终于听到外面有脚步的声音,他转动目光,充满希冀的看过去……

“泊禹~”白皎皎穿着女佣的衣服,跨进陆泊禹的房间送惊喜。

陆泊禹眼里的光渐渐消散,他皱眉走过去道:“不是让你好好养伤吗?怎么又来了?”

白皎皎伸手窝在他怀里道:“想你了……”

“嘶!”被白皎皎碰到背后的伤,陆泊禹低叱一声。

白皎皎看到他背后的伤,脸色一变:“泊禹,你怎么……”

陆泊禹心情不好,看什么都不顺心,更何况他这次挨打是因为白皎皎,她居然还问为什么。

陆泊禹挪开她的手,坐下,抱怨道:“我还没问你,今天为什么不听我的要求,来陆家找我?”

今天是陆家家宴,来的都是陆家重要的亲属,就是为了公开他和司新联姻的消息。

即使他不喜欢司新,也不能不顾家族荣耀。

所以他告诉白皎皎他今天有事儿,让她不要来找他。

白皎皎却一脸困惑:“是你发信息让我来的啊……”

陆泊禹眉头一蹙,烦不胜烦:“我又没有要怪你,你还撒这种谎?”

他避开她都来不及,怎么可能发信息让她来?

白皎皎更无辜了,她匆忙拿出手机给陆泊禹看:“你看,我手机里还有你的信息……”

陆泊禹看都没看:“皎皎,你能不能别成天只想着拴着我?你现在越来越像云糯了,让我感觉到窒息,没有一点自己的空间!”

白皎皎整个人呆住。

她越来越像云糯了?

当初陆泊禹喜欢她的时候,就不止一次跟她吐槽过,说云糯管他管的太多,让他很烦。

他说云糯越管他,他就越要浪荡,看谁犟的过谁!

他还说男人就该无拘无束,女人守着家就好,别没事儿就多嘴给人心里添堵。

那时候白皎皎为了迎合他,话都是顺着他的想法说,她说女人头发长见识短,就应该放开了让男人闯天闯地,如果她是云糯,那她一定会给足陆泊禹空间,他做什么她都支持!

没想到他现在这么说她!

可白皎皎反应很快,她才不会像云糯一样和陆泊禹对着干,最后被沦为弃妇!

白皎皎眼睛一红,站在原地哑声道:“泊禹,对不起,都是我的错,下次我再也不会随便打扰你了……”

“……”陆泊禹微微皱眉,他本来就心虚,白皎皎又这么一副委曲求全的模样,他难免于心不忍。

“好了,我今天心情不好,说话重了点,但你以后也要记住教训。”陆泊禹伸手,白皎皎乖顺的把手放在他手心里。
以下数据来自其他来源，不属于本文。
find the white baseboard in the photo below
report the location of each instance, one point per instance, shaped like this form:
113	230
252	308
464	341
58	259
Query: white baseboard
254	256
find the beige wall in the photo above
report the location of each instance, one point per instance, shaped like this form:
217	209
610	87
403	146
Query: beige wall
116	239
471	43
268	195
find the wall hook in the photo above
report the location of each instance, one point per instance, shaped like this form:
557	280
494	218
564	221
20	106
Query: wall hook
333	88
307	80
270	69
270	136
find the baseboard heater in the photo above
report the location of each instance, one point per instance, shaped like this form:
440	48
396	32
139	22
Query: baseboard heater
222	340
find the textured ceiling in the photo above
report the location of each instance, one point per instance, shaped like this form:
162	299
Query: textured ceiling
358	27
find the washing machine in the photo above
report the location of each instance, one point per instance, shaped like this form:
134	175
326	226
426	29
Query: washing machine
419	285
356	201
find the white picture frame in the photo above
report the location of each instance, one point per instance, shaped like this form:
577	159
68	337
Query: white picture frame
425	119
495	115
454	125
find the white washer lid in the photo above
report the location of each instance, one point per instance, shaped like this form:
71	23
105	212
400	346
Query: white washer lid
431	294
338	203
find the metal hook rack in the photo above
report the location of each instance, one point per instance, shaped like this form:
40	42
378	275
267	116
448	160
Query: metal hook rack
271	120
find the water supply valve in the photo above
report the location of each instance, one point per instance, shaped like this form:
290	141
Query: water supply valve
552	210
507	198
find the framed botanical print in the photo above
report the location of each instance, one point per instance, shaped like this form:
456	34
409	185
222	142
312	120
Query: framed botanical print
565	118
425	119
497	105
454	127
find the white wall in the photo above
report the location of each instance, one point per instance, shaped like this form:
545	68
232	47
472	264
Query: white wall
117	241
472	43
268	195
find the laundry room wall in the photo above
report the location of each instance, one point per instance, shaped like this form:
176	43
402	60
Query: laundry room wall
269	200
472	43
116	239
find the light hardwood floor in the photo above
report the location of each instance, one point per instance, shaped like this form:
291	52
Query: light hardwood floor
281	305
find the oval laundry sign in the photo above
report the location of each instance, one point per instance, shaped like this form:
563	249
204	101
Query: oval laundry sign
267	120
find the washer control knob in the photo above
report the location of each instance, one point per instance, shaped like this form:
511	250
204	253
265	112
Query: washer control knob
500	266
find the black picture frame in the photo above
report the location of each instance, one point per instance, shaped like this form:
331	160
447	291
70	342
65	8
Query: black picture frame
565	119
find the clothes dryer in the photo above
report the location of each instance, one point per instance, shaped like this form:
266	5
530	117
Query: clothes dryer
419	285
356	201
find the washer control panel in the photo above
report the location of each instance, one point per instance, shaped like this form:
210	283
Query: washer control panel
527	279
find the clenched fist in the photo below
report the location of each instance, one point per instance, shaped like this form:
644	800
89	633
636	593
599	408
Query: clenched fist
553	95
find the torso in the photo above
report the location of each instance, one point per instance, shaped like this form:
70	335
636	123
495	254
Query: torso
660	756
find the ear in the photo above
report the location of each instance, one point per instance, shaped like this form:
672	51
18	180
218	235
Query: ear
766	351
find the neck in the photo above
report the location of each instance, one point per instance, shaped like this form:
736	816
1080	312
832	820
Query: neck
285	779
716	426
陆泊禹道:“我不会抛弃你的,你也别总胡思乱想,不然对我们两个都不好,知道吗?”

白皎皎垂着眸点头,眼泪无声的往下掉。

陆泊禹帮她把眼泪擦掉,然后嘶的一声道:“我背后疼死了,你帮我涂药?”

白皎皎当然是愿意的。

陆泊禹脱了衣服趴在床上,白皎皎看着他的伤触目惊心,可她知道陆泊禹要面子,吃到教训的她,这次没敢再问伤是怎么来的。

出其意料的是,这次涂药,陆泊禹居然没喊疼。

他好像在出神想着什么,过了一会儿他幽幽道:“皎皎,黑土死了……”

白皎皎一顿,陆泊禹扭头看她:“你刚才过来的时候没看到宠物房空了?”

白皎皎每次表现出很喜欢黑土的样子,她居然没注意?

“看……看到了啊,”白皎皎找补道:“我怕提起来你会伤心。”

陆泊禹红着眼睛,问她:“黑土死了,你会难受吗?”

那只大鹦鹉那么大,爪子那么尖,爱往人身上扑,还爱拔人头发,要不是为了在陆泊禹面前表现善良,她才不愿意强忍着恐惧和恶心跟黑土互动。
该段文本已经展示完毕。